Q-1, Period Nine Plaintext Updated

123456789     123456789     123456789
TEFCBJUTH     DQPWRGWJH     HAWVXREMJ
T eshorte     et e    e     y
AQAWHJUBH     URWDXPTWW     DXYWHUEBM
strecorde     m     y       e  ec  d
BJFIDJHWE     XUMCNFEUK     ZLLFSDLFQ
dperiod       s   m                f
TRVWDGCKU     VSENATTFK     RRW
t  e    s         w yf
TGAKJIEAO     ZAANDGTBM
t r    s        r i yd

Additional keyword ciphertext and plaintext generate one another. Complete each. The additional plaintext generated by adding ciphertext letters to the keyword matrix based on the same letter sequencing of each keyword line allows us to make educated assumptions of yet additional plaintext.

The second plaintext letter of the message is obviously an “h.” It is also obvious that the cipher is referencing “The shortest recorded period of time . . .” “rainy day” is prompted by the cipher’s title, Cloudburst, in ciphertext group ten and “expected” jumps out at us in group twelve. Continue to complete the plaintext and Keyword matrix until you are finished.

Quagmire Cipher Review

  1. Period length is determined by finding the proper interval between repeated crib letters that will allow repeated ciphertext letters to stand for the repeated letters in the crib.
  2. Each keyword matrix line contains the same keyword which generates the identical alphabetical letter sequencing in each line, causing letters sequencing to appear at like intervals.
  3. When any two lines of ciphertext alphabets appear with a letter in common, the information may be combined. The alphabets are identical, simply shifted against each other.
  4. An indicator key letter in the first column of the keyword matrix may form a vertical keyword.
  5. The Quagmire polyalphabetic cipher allows a letter to be substituted for itself.
  6. Quagmires I, II, III and IV follow the same keyword principles as simple substitution with the exception of the fourth review point above.

Period Determination

We stated that a Quagmire’s period length is determined by finding the proper interval between repeated crib letters which will allow like ciphertext letters to represent the repeated letters in the crib. This is a trial and error procedure that is best concentrated in the area of five to ten Period columns for an average length cipher. Sort the text into five columns as a start, looking for a match of repeated ciphertext (CT) and plaintext (pt) letters. If no match exists for each of the repeated CT/pt letters, continue searching for the columnar Period break that produces the proper match.

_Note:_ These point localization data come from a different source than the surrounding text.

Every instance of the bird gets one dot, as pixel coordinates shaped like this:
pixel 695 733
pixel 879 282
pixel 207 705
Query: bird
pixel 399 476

The ACA and You Handbook can provide Period length assistance based on the number of ciphertext letters in a construction with guidelines that spell out ACA minimum and maximum limitations.

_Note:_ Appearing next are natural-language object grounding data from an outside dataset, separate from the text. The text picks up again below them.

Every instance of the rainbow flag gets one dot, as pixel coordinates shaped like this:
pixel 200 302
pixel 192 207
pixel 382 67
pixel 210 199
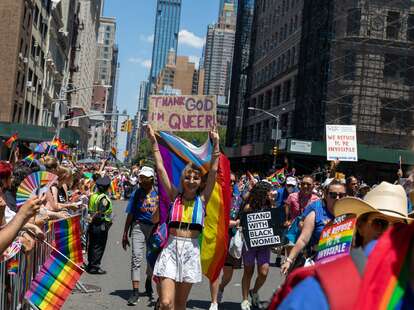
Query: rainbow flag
pixel 68 238
pixel 53 283
pixel 176 154
pixel 13 266
pixel 387 273
pixel 29 159
pixel 11 140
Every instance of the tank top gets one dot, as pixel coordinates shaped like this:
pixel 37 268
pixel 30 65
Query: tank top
pixel 189 212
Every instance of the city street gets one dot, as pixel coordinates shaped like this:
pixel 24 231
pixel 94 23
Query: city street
pixel 116 283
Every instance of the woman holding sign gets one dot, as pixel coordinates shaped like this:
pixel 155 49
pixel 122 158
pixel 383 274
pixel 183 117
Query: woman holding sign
pixel 178 266
pixel 261 198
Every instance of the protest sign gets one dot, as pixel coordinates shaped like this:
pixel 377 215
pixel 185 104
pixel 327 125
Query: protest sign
pixel 341 143
pixel 336 238
pixel 182 113
pixel 262 228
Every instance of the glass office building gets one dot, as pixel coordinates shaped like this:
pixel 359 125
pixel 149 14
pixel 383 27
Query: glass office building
pixel 167 26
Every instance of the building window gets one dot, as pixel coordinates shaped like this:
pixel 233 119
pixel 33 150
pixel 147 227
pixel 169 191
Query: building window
pixel 287 88
pixel 345 110
pixel 276 95
pixel 353 22
pixel 349 65
pixel 410 28
pixel 393 25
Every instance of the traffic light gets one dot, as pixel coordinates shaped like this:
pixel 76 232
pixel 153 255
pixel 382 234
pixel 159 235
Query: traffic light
pixel 124 126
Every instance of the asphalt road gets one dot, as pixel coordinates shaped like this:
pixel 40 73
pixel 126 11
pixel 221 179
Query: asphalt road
pixel 115 285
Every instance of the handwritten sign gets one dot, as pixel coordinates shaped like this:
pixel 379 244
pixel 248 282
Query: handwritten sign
pixel 341 143
pixel 263 228
pixel 182 113
pixel 336 238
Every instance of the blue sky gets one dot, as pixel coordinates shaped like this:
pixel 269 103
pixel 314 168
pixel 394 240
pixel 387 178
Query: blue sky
pixel 135 29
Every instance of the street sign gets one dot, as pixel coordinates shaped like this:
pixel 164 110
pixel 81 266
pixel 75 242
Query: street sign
pixel 341 143
pixel 183 113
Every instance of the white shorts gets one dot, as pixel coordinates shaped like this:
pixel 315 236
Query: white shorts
pixel 180 260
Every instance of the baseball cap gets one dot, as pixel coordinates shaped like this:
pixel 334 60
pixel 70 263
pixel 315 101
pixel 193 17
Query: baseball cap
pixel 291 181
pixel 146 172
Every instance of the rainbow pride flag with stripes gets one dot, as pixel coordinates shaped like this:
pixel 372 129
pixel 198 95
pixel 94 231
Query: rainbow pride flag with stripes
pixel 176 154
pixel 53 283
pixel 387 273
pixel 68 238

Each keyword matrix line contains the same keyword. This means that each of the period lines generates the same alphabetical sequencing and letters will appear at like intervals. For a Quagmire II, plaintext letters appear at the top of the matrix with the ciphertext letters below containing the keyword. An indicator key letter in the first column of the keyword matrix forms a vertical keyword. 

A note on educational reading – Speed-reading of educational material is appropriate for overview purposes only. Line by line understanding is a necessary requirement of all material that we wish to permanently digest and store to memory.